В соответствии со своим пониманием Априори Гуссерль пытается развести принципы содержательной и формальной классификации эйдетических понятий. Принципом содержательной классификации он считает «генерализацию», т.е. эксплицирование рода в материальных онтологиях. Так, содержательным родом понятия «красное» будет «чувственное качество», а понятия «треугольник» — «пространственный облик». Эйдетические единичности и виды в рамках материальных онтологий подчинены своим содержательным родам. В то же время путем «формализации» материально-эйдетические понятия могут быть подведены под категории формальной онтологии. Например, «красное» и «треугольник» подводятся под формальный род «сущность».
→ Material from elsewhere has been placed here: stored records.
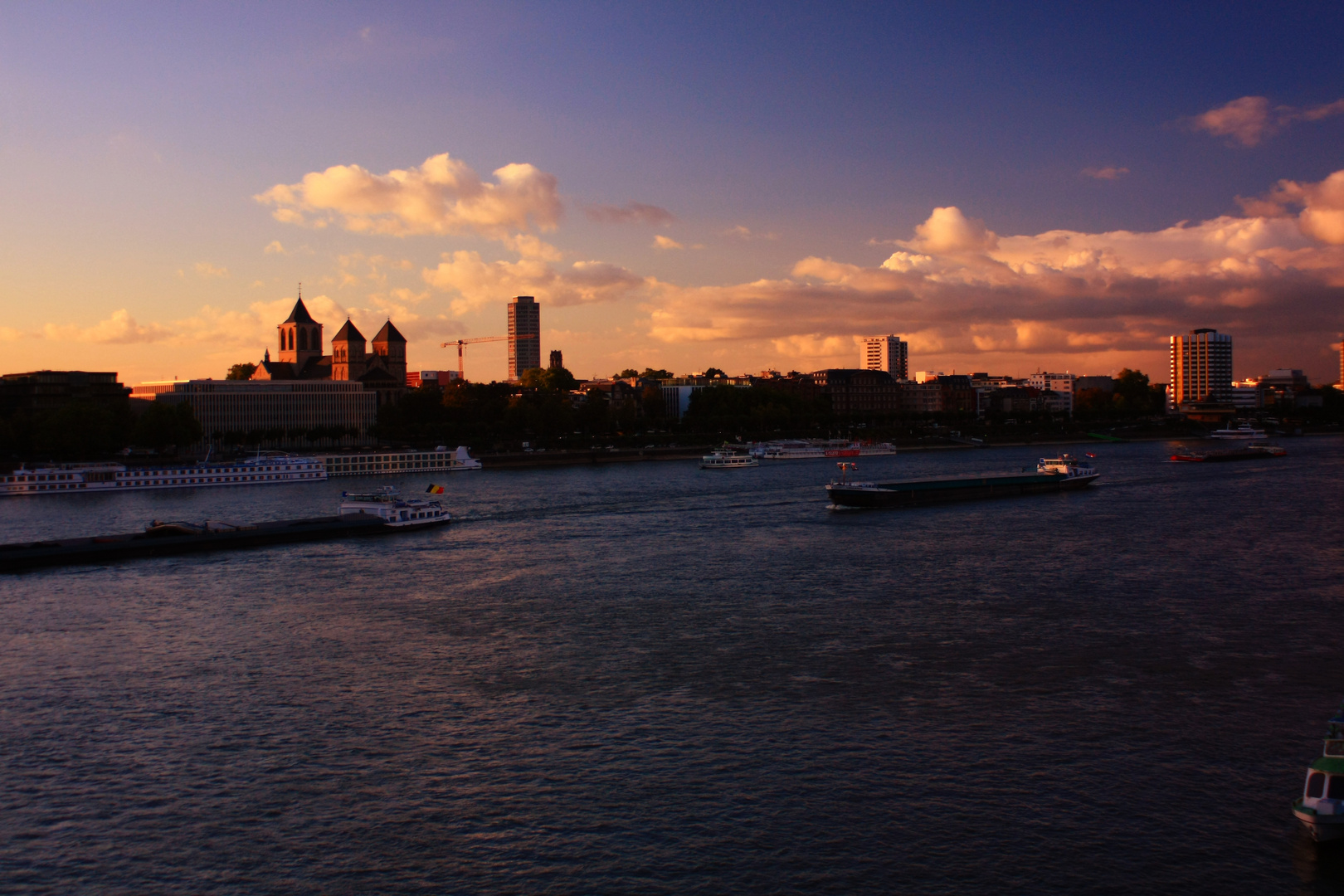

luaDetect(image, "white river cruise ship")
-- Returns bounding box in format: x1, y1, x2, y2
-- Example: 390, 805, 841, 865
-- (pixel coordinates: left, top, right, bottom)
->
319, 445, 481, 475
0, 454, 327, 495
Несколько слов о высших категориях, или регионах. В текстах Гуссерля мы сталкиваемся с интересным обстоятельством. С одной стороны, Гуссерль говорит о содержательной несводимости регионов друг к другу. Предел генерализации, стало быть, обнаруживается в высших региональных сущностях. Но сам принцип разделения регионов как регионов сущего указывает, что в основании классификации должна лежать некая высшая содержательная категория. В ОС Гуссерль упоминает «высший конкретный род» Вещь [78, S.437]. Если действительно речь идет о высшем конкретном, а не формальном, роде — на что указывает также употребление “Ding” вместо привычного “Gegenstand” — возникает вопрос, почему избранна именно эта категория? Неужели все сущее может быть подчинено категории «вещь»? Духовный регион, сознание, в согласии с концепцией Гуссерля, не есть нечто «вещеподобное», сознание не имплицирует вещность. Как бы фактически не обстояло дело с категорией «вещь» в гуссерлевских текстах, a priori ясно, что основание выделения региональных онтологий составляет «высший конкретный род», и наиболее подходящим претендентом было бы здесь Бытие (или, что для Гуссерля то же самое, — Сущее как таковое). Если это так, то хайдеггеровская критика упущения вопроса о бытии [63, §§11-13, ос. с.138] обретает новый смысл. Правда, стоит учесть, что бытие у самого Хайдеггера — в силу «онтологического различия» — не может быть представлено как род [58, с.3].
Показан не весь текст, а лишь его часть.